If you want to attain suchness, you should practice suchness without delay.

Dogen is saying that if you wish to attain freedom from delusion, aversion and craving, rather than relying on intellectual knowledge or faith in the power of chanted phrases, we must practice the activity of being free from delusion, aversion and craving. The direct identification between the 'suchness' that is attained and the 'suchness' that is practiced can be seen as a reference to Dogen's doctrine of practice-enlightenment - that is, the non-separation of practice and attainment.


  1. Anonymous7:56 pm

    I used to meditate rather frequently, and I will admit that when I did it was soothing. Problem is, now I'm on anti-psychotic medication, and sitting for more than 15 minutes or so becomes too challenging (usually my leg falls asleep). I'm torn between Christianity and Buddhism. I want Christianity to be true, because this world needs rescuing, and no rescuing is supposed to happen according to Buddhist Mythology. I am dumbfounded and unsure which is the truth, or perhaps neither of them are. I do enjoy this idea in Buddhism that the unwieldy mind can be disciplined, but it seems one must have discipline first to discipline the mind. I find sitting for extended periods uncomfortable in single lotus and double lotus. I wish the practice did more, like gave me psychic power or truly helped me be free from suffering, but unfortunately, thus far, I'm still considered psychotic by mainstream science, and the Dharma seems little consolation.

  2. Hi Kevin.

    Thanks for dropping by.

    First of all, I don't think there is any evidence or serious claim that Buddhist or any other type of meditation will treat psychosis. The suffering that it can help with is the general existential dissatisfaction, the more extreme end of which could perhaps be translated into modern psychological terms as depression and anxiety.

    Sounds like doing some meditation practice may be helping you though (try just being aware of the discomfort in your legs for a while and the emotional aversion to it rather than just reacting and following your conditioned impulses to stop).

    Secondly, there isn't really an either/or choice between Buddhism and Christianity.

    Buddhism isn't a monolithic body of doctrines that you have to adhere to. There are differences between the various 'Vehicles' (Theravada, Mahayana and Vajrayana) and between sects. There are sects in fact which have remarkable parallels with Christianity (eg. Pure Land Buddhism).

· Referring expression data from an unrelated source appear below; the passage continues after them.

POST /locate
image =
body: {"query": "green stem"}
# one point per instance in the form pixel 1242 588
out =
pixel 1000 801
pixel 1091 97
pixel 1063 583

However, there are core principles which really need to be adhered to if it is to continue to be appropriate to be called 'Buddhism'.

    If you feel uncomfortable with apparent contradictions with Christianity, then you may want to try a school such as Zen which has very little mythological/metaphysical content. Some Zen teachers in fact talk in terms of 'God' from time to time, even if they don't mean this in the sense of a personal God.

    Otherwise you may want to try something like Mindfulness Based Stress Reduction or Mindfulness Based Cognitive Therapy as these use Buddhist meditation techniques for mental health goals and without any religious content.

    Best wishes

  3. Hi Justin,

    While surfing I came across this ancient post. All good stuff :)

    This caught my eye - I may be able to shed some light:

    The essential meaning is the same, although the absence of any reference to 'light' in the earlier Sutta implies that we shouldn't look too hard for any special significance of it in the Atta Dipa.

    There is not so much an "absence of any reference to 'light'", rather a different translation of the Pali word dIpa, which can be read as either 'light/lantern' (dIpa in Skt) or 'island/refuge' (dvIpa in Skt). (I recall reading an article - which I can't now locate - which made a convincing argument for 'island' being the more appropriate reading).

    All the best,
    Malcolm (sometimes 'jiblet').

  4. Well, if that translation is more accurate it would make my point even more strongly.